La charte n'a pas suscité d'opposition majeure. «Je suis athée. Je trouve assez aberrant que les gens arrivent au lycée avec des signes religieux. Ils n'ont pas besoin de le montrer à tout le monde. S'ils sont croyants c'est leur problème, cela ne nous regarde pas», témoigne Arthur Rivelois, 16 ans, lycéen à Paris.

L'islam se sent visé

Les directeurs devront afficher la Charte dans un lieu «visible de tous», de préférence dans «les lieux d'accueil et de passage», et la présenter lors des réunions avec les parents, a rappelé le ministre de l'Éducation Vincent Peillon.

Responsable d'une fédération de parents d'élèves, Valérie Marty déplore que la Charte ne dise rien sur d'autres sujets épineux, notamment autour «du sapin de Noël ou de la cantine». Parfois, «il y a un scandale parce qu'il y a du poisson à la cantine le vendredi», dit-elle.

L'opposition la plus franche est venue du président du Conseil français du culte musulman, Dalil Boubakeur : «90 % des musulmans vont avoir l'impression d'être visés par cette Charte alors que dans 99 % des cas, ils ne posent aucun problème à la laïcité».

«Pourquoi faire un rappel à la loi de 2004 qui interdit les signes religieux ostentatoires à l'école?», s'est-il interrogé. «Il y a aussi ce rappel à l'égalité fille-garçon... suivez mon regard...»

«M. Peillon m'a juré qu'il n'est nullement question de viser la communauté musulmane. Mais l'enfer est pavé de bonnes intentions», conclut M. Boubakeur.

À l'extrême droite, Marine Le Pen a qualifié la Charte de «gesticulation médiatique de plus, loin de prendre la mesure réelle du problème», dénonçant «le développement inquiétant du communautarisme et des revendications politico-religieuses».
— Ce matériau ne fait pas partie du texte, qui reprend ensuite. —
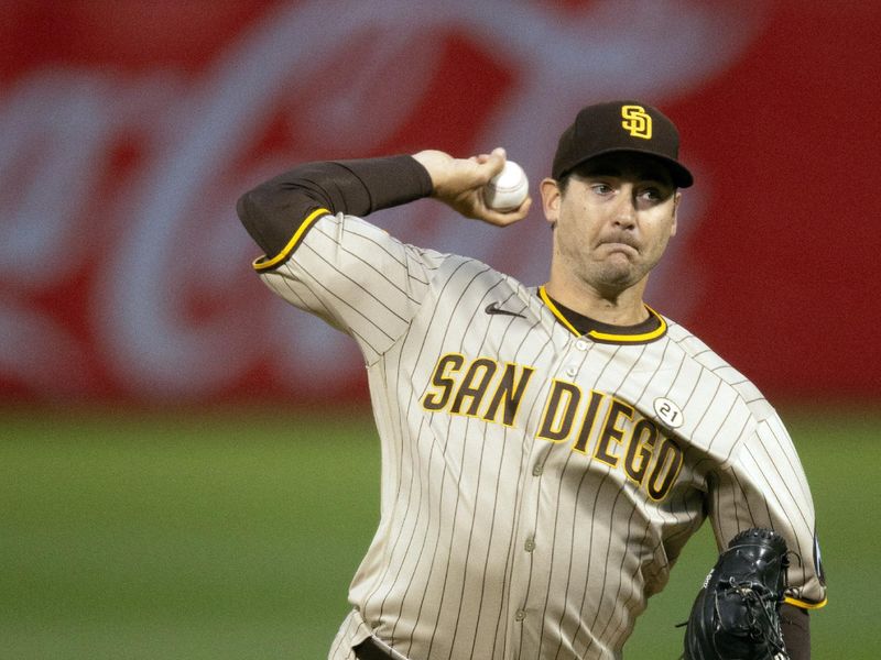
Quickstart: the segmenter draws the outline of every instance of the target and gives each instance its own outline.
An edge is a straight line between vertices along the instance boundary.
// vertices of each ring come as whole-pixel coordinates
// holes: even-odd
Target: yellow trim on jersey
[[[306,233],[309,227],[312,227],[318,218],[329,215],[330,211],[327,209],[315,209],[297,228],[297,230],[294,232],[294,235],[290,241],[287,241],[287,244],[281,252],[279,252],[279,254],[270,260],[267,260],[267,255],[264,254],[263,256],[255,258],[251,265],[255,271],[265,271],[268,268],[272,268],[273,266],[278,266],[294,251],[294,248],[296,248],[297,243],[300,243],[300,241],[303,239],[303,235]]]
[[[796,607],[801,607],[803,609],[819,609],[820,607],[825,607],[828,598],[823,598],[819,603],[808,603],[806,601],[800,601],[797,598],[791,598],[786,596],[783,598],[784,603],[788,603],[790,605],[795,605]]]
[[[551,297],[547,295],[547,292],[544,288],[544,285],[539,287],[539,296],[542,298],[547,308],[554,314],[557,320],[563,323],[569,332],[575,334],[576,337],[581,337],[581,333],[575,329],[575,327],[563,316],[563,312],[557,309],[557,306],[554,305],[554,301],[551,300]],[[621,342],[621,343],[639,343],[645,341],[652,341],[653,339],[657,339],[659,337],[663,336],[667,331],[667,323],[660,314],[657,314],[654,309],[649,307],[648,305],[643,304],[645,309],[649,310],[653,317],[655,317],[659,321],[657,328],[652,330],[651,332],[643,332],[642,334],[617,334],[612,332],[599,332],[598,330],[590,330],[587,336],[597,339],[599,341],[613,341],[613,342]]]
Autre ombre au tableau : le jour même de la présentation de la charte, le Défenseur des droits, Dominique Baudis, a décidé de saisir le Conseil d'État afin d'obtenir des «clarifications nécessaires» sur l'application du principe de laïcité.

«Il est urgent de préciser la "règle du jeu"», explique-t-il, ciblant deux points en particulier : «les collaborateurs bénévoles ou occasionnels du service public», donnant l'exemple des mères voilées accompagnant les enfants lors de sorties scolaires, et les «salariés du secteur privé agissant en lien avec les pouvoirs publics», comme dans le cas des crèches privées.